A principal razão está na fisiologia infantil. Crianças têm maior percentual de água no corpo em comparação aos adultos e perdem líquidos mais rapidamente . Além disso, muitas vezes não percebem a necessidade de se hidratar ou os riscos a que estão expostas .

Bebês e crianças com menos de cinco anos são os que correm maior risco de mortalidade e doenças relacionadas ao calor . A desidratação pode ter consequências graves, incluindo danos renais .

Os pais devem ficar atentos a sinais específicos:

  • Redução do volume de urina e urina escura - principal indicativo 
  • Boca seca e saliva espessa 
  • Irritabilidade excessiva ou prostração 
  • Olhos fundos e moleira funda (em bebês) 
  • Choro sem lágrimas 
  • Respiração acelerada e pulso fraco 
  • Tontura e temperatura corporal elevada 

A pediatra Isabela Pires explica que a criança pode dar sinais de desidratação antes mesmo de ficar desanimada: "Ela pode ficar extremamente irritada" .

Para crianças a partir de seis meses, a oferta de água deve ser frequente, mesmo quando não pedem . Frutas ricas em água como melancia, melão, laranja e abacaxi também auxiliam na hidratação .

Bebês menores de seis meses devem manter o aleitamento materno exclusivo em livre demanda, pois o leite já supre integralmente a necessidade de hidratação, mesmo em dias quentes .

Sucos naturais e água de coco são boas opções.
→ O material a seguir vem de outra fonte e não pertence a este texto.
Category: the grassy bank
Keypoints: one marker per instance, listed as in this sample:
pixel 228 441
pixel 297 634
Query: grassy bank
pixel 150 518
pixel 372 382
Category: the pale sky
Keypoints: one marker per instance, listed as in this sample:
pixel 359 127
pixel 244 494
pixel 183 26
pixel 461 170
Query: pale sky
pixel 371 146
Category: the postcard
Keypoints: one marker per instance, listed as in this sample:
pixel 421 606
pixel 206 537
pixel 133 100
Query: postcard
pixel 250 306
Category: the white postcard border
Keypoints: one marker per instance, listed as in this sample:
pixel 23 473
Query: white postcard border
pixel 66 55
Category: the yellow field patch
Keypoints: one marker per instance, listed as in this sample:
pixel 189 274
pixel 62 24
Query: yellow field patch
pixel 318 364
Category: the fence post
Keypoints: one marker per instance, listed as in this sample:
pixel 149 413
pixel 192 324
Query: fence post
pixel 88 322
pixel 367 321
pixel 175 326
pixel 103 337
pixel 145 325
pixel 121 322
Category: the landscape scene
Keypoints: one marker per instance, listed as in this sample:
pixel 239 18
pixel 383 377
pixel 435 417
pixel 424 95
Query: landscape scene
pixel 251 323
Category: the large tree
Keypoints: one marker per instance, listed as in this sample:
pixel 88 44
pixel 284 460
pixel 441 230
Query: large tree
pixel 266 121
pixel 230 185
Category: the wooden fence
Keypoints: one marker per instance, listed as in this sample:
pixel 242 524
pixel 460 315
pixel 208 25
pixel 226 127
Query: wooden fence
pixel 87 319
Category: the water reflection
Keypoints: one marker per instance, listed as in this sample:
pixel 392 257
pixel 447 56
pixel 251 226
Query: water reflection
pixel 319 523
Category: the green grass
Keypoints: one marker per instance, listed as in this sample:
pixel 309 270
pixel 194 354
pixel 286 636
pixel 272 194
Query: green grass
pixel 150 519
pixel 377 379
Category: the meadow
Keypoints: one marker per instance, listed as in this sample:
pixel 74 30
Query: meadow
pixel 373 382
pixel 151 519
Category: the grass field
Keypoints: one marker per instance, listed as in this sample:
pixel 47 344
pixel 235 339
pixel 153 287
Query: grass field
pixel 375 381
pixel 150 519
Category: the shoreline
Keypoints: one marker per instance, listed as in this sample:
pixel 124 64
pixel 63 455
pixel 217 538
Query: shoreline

Refrigerantes e sucos industrializados devem ser evitados, pois o alto teor de açúcar pode aumentar a perda de líquidos .

Manter os ambientes arejados é fundamental. Janelas abertas no início da manhã e à noite ajudam a refrescar a casa; cortinas devem permanecer fechadas nos horários de sol mais forte .

Umidificadores de ar ajudam a reduzir o ressecamento das vias respiratórias e da pele. É essencial fazer a limpeza regular do aparelho para evitar proliferação de fungos e bactérias . Uma alternativa é colocar recipientes com água nos cômodos, dando preferência a bacias com maior superfície de contato com o ar .

Roupas de algodão, leves e soltas permitem a transpiração e evitam o superaquecimento . Tecidos sintéticos devem ser evitados.

Protetor solar com FPS 50 ou superior deve ser aplicado e reaplicado a cada duas horas. Crianças menores de seis meses não devem ser expostas diretamente ao sol .

O uso de ventiladores e aparelhos de ar-condicionado ajuda a aliviar o calor. A limpeza dos filtros é indispensável para evitar a proliferação de ácaros e fungos que podem irritar as vias aéreas e desencadear crises alérgicas . Especialistas recomendam a limpeza semanal dos equipamentos .

Nunca deixe crianças sozinhas dentro de veículos, mesmo por poucos minutos. A temperatura interna de um carro fechado pode subir mais de 10°C em apenas cinco minutos, com risco de hipertermia fatal .

Evite atividades físicas intensas nos horários mais quentes do dia. Prefira o início da manhã ou o fim da tarde . As escolas também devem adaptar a rotina, garantindo ambientes ventilados, acesso constante a água potável e espaços cobertos para recreação .

Quando procurar atendimento médico

Caso a criança apresente febre, tosse, coriza ou diarreia, o ideal é mantê-la em casa e buscar orientação médica .

Para crianças com asma, rinite ou bronquite, os medicamentos de uso contínuo devem ser mantidos conforme orientação médica . Os sinais de esforço respiratório — respiração ofegante, cansaço extremo, incapacidade de falar entre frases — exigem atendimento imediato .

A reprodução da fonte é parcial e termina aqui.